A “Sing Sing” actor has signaled the “end of a wrong” after New York prosecutors ruled he was wrongfully convicted of murdering a retired police officer in the 1990s.

Manhattan Dist. Atty. Alvin Bragg announced Monday that his office would overturn the murder conviction against actor Jon-Adrian “JJ” Velazquez, citing “newly discovered DNA evidence” that prosecutors said proved his innocence. “JJ Velazquez has lived in the shadow of his convictions for more than 25 years, and I hope today begins a new chapter for him,” Bragg said.

Velazquez, 48, was convicted in the 1999 shooting death of retired police officer Albert Ward. Ward was shot in 1998 when he tried to foil an armed robbery and shot two suspects, including the gunman, in an underground betting shop in Harlem. Velazquez, who said he was in the Bronx talking on the phone with his mother at the time of the shooting, was sentenced to 25 years to life in prison at Sing Sing Correctional Facility. In 2021, then-New York Governor Andrew Cuomo granted him early release and clemency.

The district attorney's office, which said it rejected requests to overturn Velazquez's conviction in 2014 and 2018, said Monday it had finally re-examined the actor's case, prompting the chief medical examiner to compare the actor's DNA with the to compare DNA on a betting slip that belonged to the shooter.

“Testing determined that Velazquez’s DNA was excluded or not found from a DNA mix on the betting slip handled by the shooter,” Monday’s news release said, adding that “this type of DNA comparison is not possible at this time was not available”. the trial of the actor in the 90s.

The district attorney's attempt to clear his name this week “is not a celebration,” Velaquez told members of the media outside a courthouse. Surrounded by his loved ones and wearing a black cap that read “End of a Mistake,” Velazquez told reporters that the moment was “an indictment of the system.”
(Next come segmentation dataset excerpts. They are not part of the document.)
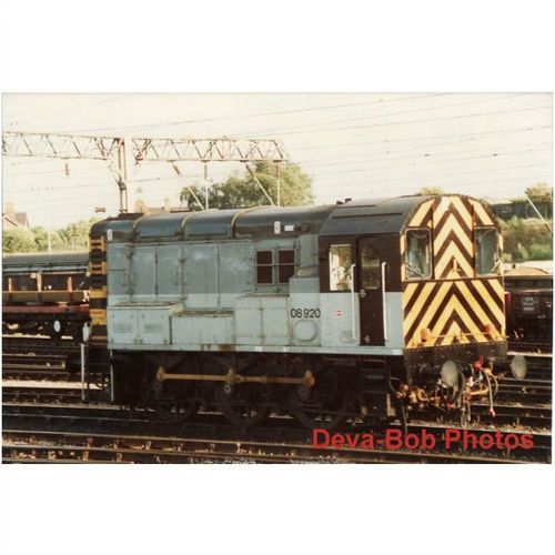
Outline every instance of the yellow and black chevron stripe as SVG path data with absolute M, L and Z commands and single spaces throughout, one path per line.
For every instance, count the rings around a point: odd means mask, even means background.
M 501 278 L 414 282 L 403 292 L 405 347 L 503 341 Z
M 433 230 L 435 279 L 474 278 L 474 223 L 468 199 L 438 198 Z
M 474 230 L 494 225 L 488 209 L 466 196 L 438 196 L 417 208 L 407 228 L 431 230 L 433 279 L 406 281 L 402 270 L 406 349 L 504 341 L 502 278 L 474 275 Z M 401 251 L 404 260 L 404 236 Z
M 104 235 L 90 236 L 89 249 L 90 272 L 90 315 L 91 344 L 105 344 L 107 334 L 107 244 Z

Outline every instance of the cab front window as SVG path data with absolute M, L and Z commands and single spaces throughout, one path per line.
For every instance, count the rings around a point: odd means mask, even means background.
M 406 276 L 408 280 L 423 280 L 432 275 L 432 254 L 428 230 L 406 232 Z
M 474 252 L 476 254 L 476 275 L 498 273 L 501 259 L 495 228 L 474 230 Z

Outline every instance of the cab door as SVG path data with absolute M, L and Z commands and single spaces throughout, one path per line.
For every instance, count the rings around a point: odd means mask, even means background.
M 357 245 L 359 299 L 361 345 L 384 344 L 384 283 L 385 275 L 381 244 L 377 239 L 361 239 Z

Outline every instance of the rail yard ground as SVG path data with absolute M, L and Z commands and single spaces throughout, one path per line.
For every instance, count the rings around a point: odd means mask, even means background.
M 105 384 L 83 389 L 68 371 L 75 345 L 6 337 L 2 369 L 4 463 L 551 463 L 552 357 L 527 353 L 525 380 L 505 377 L 496 401 L 465 422 L 426 413 L 387 424 L 349 422 L 305 430 L 286 414 L 238 430 L 214 411 L 186 424 L 109 403 Z

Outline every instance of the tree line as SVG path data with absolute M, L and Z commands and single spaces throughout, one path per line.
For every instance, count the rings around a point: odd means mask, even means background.
M 47 230 L 43 226 L 14 228 L 2 233 L 4 254 L 16 252 L 82 251 L 89 245 L 89 231 L 98 218 L 80 220 L 59 230 Z
M 422 188 L 416 194 L 443 194 L 440 188 Z M 537 183 L 525 191 L 534 203 L 552 202 L 552 190 L 544 183 Z M 180 193 L 183 206 L 190 210 L 236 209 L 268 205 L 269 198 L 283 206 L 314 204 L 312 178 L 299 164 L 282 162 L 276 167 L 273 162 L 259 161 L 252 172 L 232 173 L 226 180 L 214 183 L 208 189 L 188 186 Z M 528 202 L 526 198 L 514 199 L 513 202 Z M 98 219 L 81 220 L 63 229 L 50 232 L 52 251 L 83 250 L 88 248 L 89 229 Z M 504 236 L 507 262 L 525 260 L 551 260 L 553 258 L 552 233 L 541 219 L 498 218 Z M 551 220 L 547 222 L 551 225 Z M 44 228 L 14 229 L 3 232 L 3 252 L 47 251 L 49 232 Z

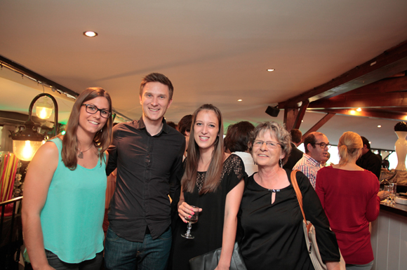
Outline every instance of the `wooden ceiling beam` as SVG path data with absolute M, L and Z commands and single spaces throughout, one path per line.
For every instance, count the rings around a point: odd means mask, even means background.
M 325 112 L 327 114 L 331 113 L 337 114 L 349 115 L 352 116 L 379 118 L 379 119 L 394 119 L 401 121 L 407 120 L 407 113 L 390 112 L 384 110 L 362 109 L 361 112 L 357 112 L 356 110 L 341 109 L 321 109 L 318 110 L 317 112 Z
M 335 116 L 335 113 L 328 113 L 323 116 L 321 120 L 318 121 L 315 125 L 312 126 L 312 128 L 309 128 L 308 131 L 305 133 L 305 134 L 302 135 L 302 137 L 305 138 L 308 134 L 311 133 L 312 132 L 314 132 L 318 130 L 322 126 L 323 126 L 326 122 L 328 122 L 331 118 Z
M 281 109 L 299 102 L 314 102 L 352 90 L 407 70 L 407 41 L 344 73 L 333 80 L 279 103 Z
M 342 95 L 371 95 L 372 93 L 385 93 L 390 92 L 402 92 L 407 90 L 407 76 L 389 78 L 378 81 L 362 86 Z
M 298 112 L 298 114 L 297 115 L 297 119 L 295 119 L 295 122 L 294 122 L 294 126 L 293 128 L 299 129 L 300 126 L 301 126 L 301 123 L 302 119 L 304 119 L 304 115 L 305 114 L 305 112 L 307 112 L 307 108 L 308 108 L 308 105 L 309 104 L 309 101 L 306 101 L 302 102 L 301 104 L 301 107 L 300 108 L 300 111 Z
M 407 92 L 387 93 L 346 96 L 341 95 L 328 100 L 310 103 L 312 109 L 352 109 L 407 107 Z

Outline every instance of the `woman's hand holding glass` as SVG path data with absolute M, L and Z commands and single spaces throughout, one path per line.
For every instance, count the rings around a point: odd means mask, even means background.
M 196 206 L 189 205 L 188 203 L 183 201 L 182 203 L 178 204 L 178 215 L 182 220 L 184 223 L 188 222 L 188 218 L 191 218 L 192 215 L 195 213 L 195 209 L 199 209 L 198 212 L 202 211 L 202 208 L 196 208 Z
M 199 207 L 189 205 L 185 201 L 178 205 L 178 215 L 184 222 L 188 222 L 188 229 L 185 234 L 181 234 L 181 236 L 189 239 L 193 239 L 194 237 L 191 234 L 191 229 L 193 223 L 198 222 L 198 213 L 202 209 Z

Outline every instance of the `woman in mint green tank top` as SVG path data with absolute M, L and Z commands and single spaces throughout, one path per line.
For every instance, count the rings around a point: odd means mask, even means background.
M 34 269 L 100 268 L 112 122 L 107 92 L 88 88 L 74 104 L 66 134 L 46 142 L 31 161 L 22 229 Z

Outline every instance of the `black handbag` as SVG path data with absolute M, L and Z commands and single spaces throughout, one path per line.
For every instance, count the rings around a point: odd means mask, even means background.
M 214 270 L 218 266 L 222 248 L 189 259 L 191 270 Z M 237 242 L 233 247 L 229 270 L 247 270 Z

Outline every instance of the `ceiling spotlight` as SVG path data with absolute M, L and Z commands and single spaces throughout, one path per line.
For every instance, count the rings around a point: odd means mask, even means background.
M 98 36 L 98 33 L 93 31 L 86 31 L 84 32 L 84 34 L 88 37 L 94 37 Z

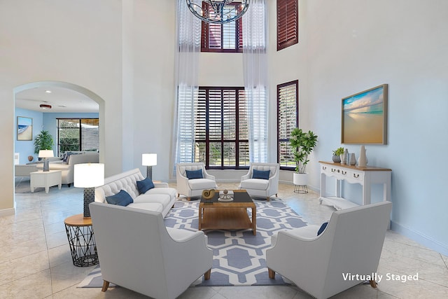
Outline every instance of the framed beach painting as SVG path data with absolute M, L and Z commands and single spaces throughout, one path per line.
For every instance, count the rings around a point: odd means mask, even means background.
M 17 117 L 17 139 L 33 140 L 33 119 L 24 116 Z
M 387 144 L 387 84 L 342 99 L 341 142 Z

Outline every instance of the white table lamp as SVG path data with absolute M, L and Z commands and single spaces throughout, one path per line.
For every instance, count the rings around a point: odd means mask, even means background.
M 74 186 L 84 188 L 84 218 L 90 218 L 89 204 L 95 199 L 95 187 L 104 185 L 104 165 L 75 164 L 74 176 Z
M 38 153 L 38 158 L 43 158 L 43 171 L 48 172 L 50 170 L 50 167 L 48 167 L 48 158 L 50 157 L 54 157 L 55 154 L 53 153 L 52 150 L 40 150 Z
M 153 179 L 153 166 L 157 165 L 157 153 L 141 154 L 141 165 L 146 167 L 146 177 Z

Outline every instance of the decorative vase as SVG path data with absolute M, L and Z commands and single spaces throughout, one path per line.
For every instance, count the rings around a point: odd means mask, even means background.
M 337 155 L 333 155 L 331 159 L 335 163 L 339 163 L 340 162 L 341 162 L 341 158 Z
M 365 167 L 367 166 L 367 157 L 365 156 L 365 147 L 361 146 L 359 151 L 359 158 L 358 158 L 358 167 Z
M 349 149 L 346 148 L 345 151 L 344 152 L 344 162 L 342 164 L 346 164 L 347 165 L 349 165 L 350 162 L 350 156 L 349 155 Z
M 351 165 L 356 165 L 356 158 L 355 158 L 355 153 L 351 153 L 350 154 L 350 162 L 349 164 Z

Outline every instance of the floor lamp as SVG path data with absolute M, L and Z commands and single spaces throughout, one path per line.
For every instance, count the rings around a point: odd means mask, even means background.
M 74 176 L 74 186 L 84 188 L 84 218 L 89 218 L 89 204 L 95 200 L 95 187 L 104 185 L 104 165 L 75 164 Z
M 157 153 L 141 154 L 141 165 L 146 167 L 146 177 L 153 179 L 153 166 L 157 165 Z
M 50 157 L 54 157 L 55 154 L 53 153 L 52 150 L 40 150 L 38 153 L 38 158 L 43 158 L 43 171 L 48 172 L 50 170 L 50 167 L 48 166 L 48 158 Z

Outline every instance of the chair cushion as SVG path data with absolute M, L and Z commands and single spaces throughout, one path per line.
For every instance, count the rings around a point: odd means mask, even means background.
M 159 213 L 162 213 L 163 211 L 163 206 L 158 202 L 133 202 L 128 204 L 127 207 L 158 211 Z
M 153 188 L 145 192 L 145 194 L 167 194 L 171 197 L 175 197 L 176 193 L 174 188 Z
M 202 169 L 186 170 L 186 173 L 188 179 L 204 178 L 204 176 L 202 176 Z
M 252 179 L 269 179 L 270 170 L 258 170 L 253 169 L 252 172 Z
M 241 189 L 267 190 L 269 181 L 262 179 L 248 179 L 241 182 Z
M 108 204 L 118 204 L 119 206 L 126 207 L 129 204 L 134 202 L 134 200 L 129 193 L 124 190 L 120 190 L 119 193 L 114 195 L 106 196 L 106 201 Z
M 216 183 L 209 179 L 196 179 L 188 180 L 188 185 L 191 190 L 211 189 L 216 187 Z
M 142 181 L 137 181 L 137 188 L 140 194 L 146 193 L 149 189 L 154 188 L 154 183 L 150 178 L 146 178 Z
M 322 225 L 321 225 L 321 228 L 319 228 L 319 230 L 317 231 L 318 236 L 321 235 L 322 232 L 323 232 L 323 231 L 325 230 L 328 225 L 328 221 L 326 221 L 322 223 Z
M 134 200 L 135 203 L 158 202 L 165 207 L 171 201 L 171 197 L 167 194 L 142 194 Z

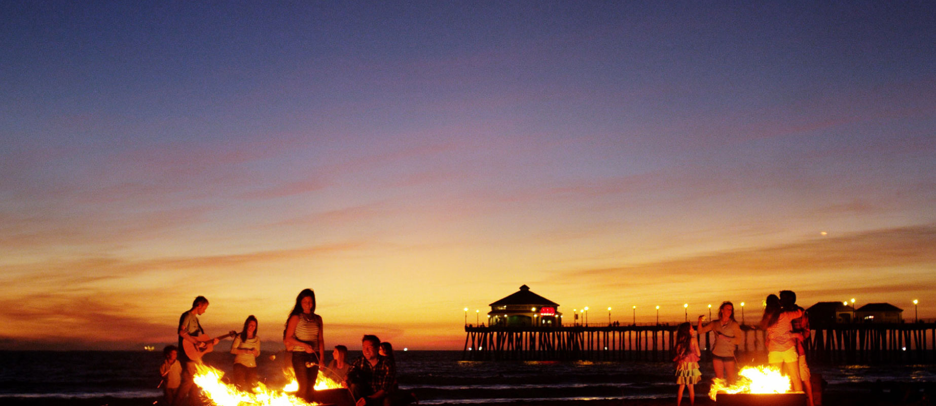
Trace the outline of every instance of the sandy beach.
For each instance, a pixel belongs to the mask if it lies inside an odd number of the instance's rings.
[[[2,403],[6,406],[144,406],[159,405],[158,399],[117,399],[117,398],[93,398],[93,399],[36,399],[36,398],[15,398],[4,399]],[[475,404],[475,403],[448,403],[448,404]],[[513,401],[502,403],[483,403],[484,406],[674,406],[676,396],[671,398],[658,399],[594,399],[594,400],[538,400],[538,401]],[[698,406],[715,406],[717,402],[712,401],[708,397],[697,397],[695,404]],[[871,388],[865,390],[856,389],[848,391],[826,392],[823,397],[825,406],[890,406],[890,405],[933,405],[931,400],[921,399],[920,397],[911,397],[906,400],[898,394],[875,394]],[[682,405],[688,406],[689,399],[683,399]]]

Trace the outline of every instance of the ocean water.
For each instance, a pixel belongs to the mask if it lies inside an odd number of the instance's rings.
[[[275,359],[271,359],[271,355]],[[359,353],[351,352],[351,359]],[[154,399],[161,396],[160,352],[0,352],[4,398]],[[489,403],[537,399],[645,399],[675,396],[673,365],[666,362],[462,361],[461,351],[397,352],[400,386],[422,404]],[[259,375],[273,387],[285,384],[287,358],[263,354]],[[212,353],[206,363],[229,371],[233,355]],[[885,382],[936,383],[931,365],[812,366],[830,388]],[[707,390],[711,378],[702,365]]]

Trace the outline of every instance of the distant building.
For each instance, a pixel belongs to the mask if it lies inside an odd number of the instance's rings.
[[[558,327],[563,325],[559,303],[530,291],[520,290],[490,304],[489,326]]]
[[[855,310],[859,323],[902,323],[903,309],[890,303],[868,303]]]
[[[855,308],[841,301],[821,301],[806,310],[812,328],[827,327],[839,323],[852,323]]]

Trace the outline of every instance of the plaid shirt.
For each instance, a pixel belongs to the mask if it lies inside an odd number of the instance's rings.
[[[377,365],[373,366],[367,358],[361,356],[351,363],[347,379],[358,384],[369,385],[370,394],[380,390],[389,392],[397,382],[397,371],[386,356],[377,355]]]

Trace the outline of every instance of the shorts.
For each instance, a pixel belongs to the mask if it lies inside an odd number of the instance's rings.
[[[722,355],[716,355],[712,354],[711,355],[711,359],[718,359],[718,360],[721,360],[722,362],[736,362],[735,355],[722,356]]]
[[[797,355],[797,347],[790,347],[786,351],[771,351],[767,353],[767,361],[771,364],[780,364],[782,362],[797,362],[797,358],[799,355]]]
[[[811,376],[810,366],[806,365],[806,355],[799,355],[799,379],[809,382]]]

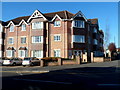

Velazquez shares the screen with Colman Domingo and Paul Raci in Greg Kwedar's drama Sing Sing. The film highlights the “Rehabilitation through the Arts” theater program for men incarcerated in New York City prison. “Sing Sing” also stars former incarcerated actors Clarence “Divine Eye” Maclin, Sean “Dino” Johnson, David “Dap” Giraudy and Patrick “Preme” Griffin. In her review for the LA Times, critic Katie Walsh praised her “damn good performances.”

“'Sing Sing' makes a powerful argument for humanity's existence in a space designed for dehumanization,” Walsh wrote.

The Associated Press contributed to this report.